In 1928, Buster Keaton signed a contract with MGM which he later called the biggest mistake of his career. Until then he had been working as an independent filmmaker, enjoying great artistic freedom in the making of his shorts and feature films. Charlie Chaplin and Harold Lloyd had warned Keaton beforehand that he would lose his independence if he signed with MGM, and they were right. While Keaton could still film his first MGM feature The Cameraman (1928) his own way, this would all change. The actor/filmmaker, who was used to working without a proper script, soon had to deal with dozens of writers, script conferences and in the end was given merely script material he hated. Keaton did go along with the studio's wishes but by the time What! No Beer? (1933) was filmed, he had sunk into a deep depression, causing him to drink excessively. When he failed to meet his commitments, MGM fired him.
Following his dismissal by MGM, Keaton made a few films in Europe before returning to Hollywood to make a series of shorts for Educational Pictures and later for Columbia Pictures (after which Keaton vowed never to make "another crummy two-reeler" again). He was rehired by MGM in the late 1930s, this time as a gag writer, providing material for the Marx Brothers, Red Skelton and Laurel & Hardy. Keaton appeared in a cameo role in Sunset Boulevard (1950) and also had small roles in In the Good Old Summertime (1949) and Chaplin's Limelight (1952). He loved television and in the 1950s the medium revived his career and provided him with steady work, even with a tv show of his own (i.e. The Buster Keaton Show). Television also helped rekindle the interest of the public in Keaton's silent films. In 1959, Keaton received an Academy Honorary Award ("for his unique talents which brought immortal comedies to the screen”) and the Venice Film Festival also honoured him in 1965 for his contributions to the film industry.

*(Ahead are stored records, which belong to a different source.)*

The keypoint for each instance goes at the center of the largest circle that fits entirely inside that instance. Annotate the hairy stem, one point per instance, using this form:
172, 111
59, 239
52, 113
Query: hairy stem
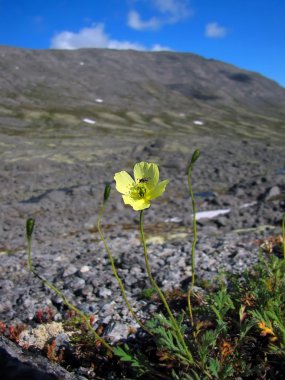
161, 295
115, 271
194, 158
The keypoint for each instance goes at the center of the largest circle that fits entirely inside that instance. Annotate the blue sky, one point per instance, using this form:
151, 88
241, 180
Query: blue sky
247, 33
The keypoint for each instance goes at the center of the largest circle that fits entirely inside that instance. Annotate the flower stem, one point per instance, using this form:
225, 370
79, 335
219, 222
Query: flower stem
115, 270
161, 295
283, 235
195, 156
57, 291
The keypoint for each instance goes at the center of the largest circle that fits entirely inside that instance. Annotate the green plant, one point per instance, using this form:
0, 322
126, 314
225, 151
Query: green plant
239, 329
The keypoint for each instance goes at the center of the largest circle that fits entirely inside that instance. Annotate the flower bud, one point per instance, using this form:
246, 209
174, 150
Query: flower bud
107, 192
195, 156
30, 227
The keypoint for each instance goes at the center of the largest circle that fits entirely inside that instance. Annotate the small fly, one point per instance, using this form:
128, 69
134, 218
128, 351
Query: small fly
144, 180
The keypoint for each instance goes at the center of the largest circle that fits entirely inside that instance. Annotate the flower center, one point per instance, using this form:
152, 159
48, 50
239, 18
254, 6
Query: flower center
138, 191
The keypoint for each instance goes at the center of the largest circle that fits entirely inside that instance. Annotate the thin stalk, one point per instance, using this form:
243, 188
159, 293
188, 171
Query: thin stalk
115, 270
161, 295
283, 235
194, 158
58, 292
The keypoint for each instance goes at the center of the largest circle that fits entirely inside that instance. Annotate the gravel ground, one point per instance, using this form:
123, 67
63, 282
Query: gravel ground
246, 178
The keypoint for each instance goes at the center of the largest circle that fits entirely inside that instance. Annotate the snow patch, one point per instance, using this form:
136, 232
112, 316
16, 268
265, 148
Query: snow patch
89, 121
211, 214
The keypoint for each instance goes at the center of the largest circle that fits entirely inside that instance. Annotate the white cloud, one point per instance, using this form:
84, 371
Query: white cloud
135, 22
94, 36
176, 9
171, 12
158, 47
214, 30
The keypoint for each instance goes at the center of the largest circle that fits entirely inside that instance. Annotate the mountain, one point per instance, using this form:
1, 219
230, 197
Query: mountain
135, 89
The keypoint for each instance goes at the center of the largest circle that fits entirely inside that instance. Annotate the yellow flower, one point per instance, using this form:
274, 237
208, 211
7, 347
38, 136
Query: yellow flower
265, 330
146, 186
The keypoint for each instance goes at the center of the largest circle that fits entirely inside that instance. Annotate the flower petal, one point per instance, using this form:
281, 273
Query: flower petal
123, 182
138, 204
158, 190
147, 171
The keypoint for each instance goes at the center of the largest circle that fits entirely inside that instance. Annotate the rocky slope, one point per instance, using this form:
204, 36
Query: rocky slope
62, 138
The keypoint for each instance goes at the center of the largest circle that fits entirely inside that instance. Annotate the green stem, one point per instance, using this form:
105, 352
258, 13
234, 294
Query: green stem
65, 301
194, 158
161, 295
115, 271
194, 226
283, 235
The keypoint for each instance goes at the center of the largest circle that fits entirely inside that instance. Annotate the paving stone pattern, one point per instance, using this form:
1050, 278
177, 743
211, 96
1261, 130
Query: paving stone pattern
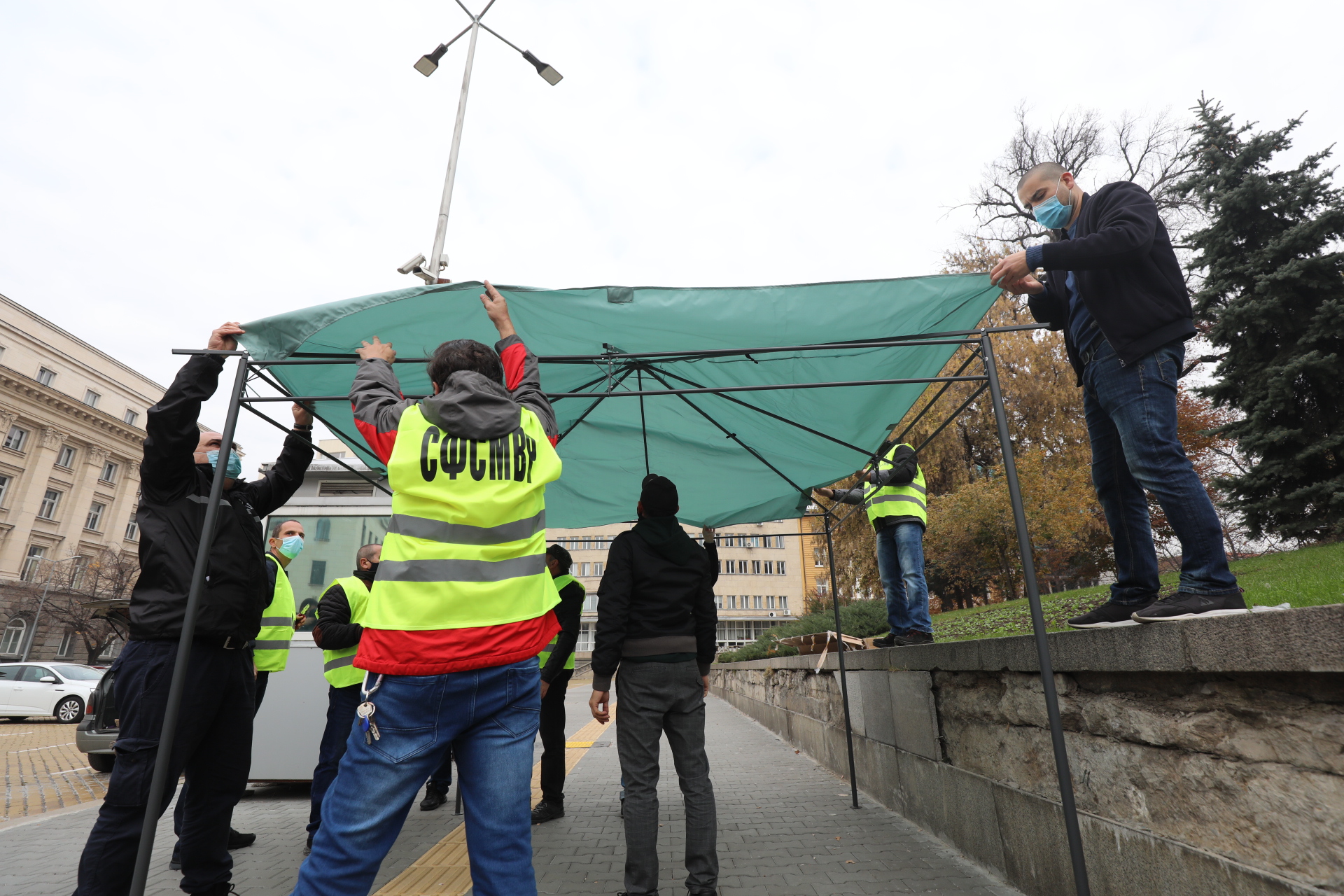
43, 770
780, 816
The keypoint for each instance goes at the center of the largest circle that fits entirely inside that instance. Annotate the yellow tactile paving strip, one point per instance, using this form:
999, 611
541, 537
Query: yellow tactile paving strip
444, 871
45, 771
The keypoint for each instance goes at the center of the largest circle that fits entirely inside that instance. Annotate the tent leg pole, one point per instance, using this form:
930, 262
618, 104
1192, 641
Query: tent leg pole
1038, 625
163, 758
844, 682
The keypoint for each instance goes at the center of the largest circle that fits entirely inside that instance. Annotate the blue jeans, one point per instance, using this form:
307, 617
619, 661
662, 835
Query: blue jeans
1130, 414
489, 718
901, 564
340, 716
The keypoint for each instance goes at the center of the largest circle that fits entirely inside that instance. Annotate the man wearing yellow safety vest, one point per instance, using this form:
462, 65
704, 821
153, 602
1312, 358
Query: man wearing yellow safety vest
897, 501
556, 669
337, 630
458, 612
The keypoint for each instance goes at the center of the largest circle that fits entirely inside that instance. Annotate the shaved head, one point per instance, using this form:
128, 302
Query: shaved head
1046, 169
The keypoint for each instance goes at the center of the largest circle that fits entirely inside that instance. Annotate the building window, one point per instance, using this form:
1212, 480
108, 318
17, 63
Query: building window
30, 564
17, 438
50, 500
13, 640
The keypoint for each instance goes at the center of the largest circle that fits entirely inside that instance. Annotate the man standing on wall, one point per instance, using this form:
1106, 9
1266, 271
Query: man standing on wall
1114, 286
556, 669
897, 501
656, 621
214, 735
460, 609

Buster Keaton never again enjoyed the successes he had in the 1920s. The mid-1920s saw him at the height of his career, earning $3,500 a week while building a $300,000 house for his first wife, actress Natalie Talmadge. His descent into alcoholism and depression —after MGM had taken away his creative control— coincided with the crumbling of his marriage to Talmadge, which ended in divorce in 1932. By the mid-1930s, Keaton was broke (Talmadge having extravagantly spent his money) and filed for bankrupcy. While he would earn a decent living in the decades to come, unlike Charlie Chaplin and Harold Lloyd, Keaton didn't own the rights to his own films and never became a millionaire. Still, he was a content man —in 1940 he married his third wife, MGM dancer Eleanor Norris, to whom he remained happily married until his death in 1966— and looking back on his life said in 1960: "I think I have had the happiest and luckiest of lives. Maybe this is because I never expected as much as I got ... It would be ridiculous of me to complain. I count the years of defeat and grief and disappointment, and their percentage is so minute that it continually surprises and delights me."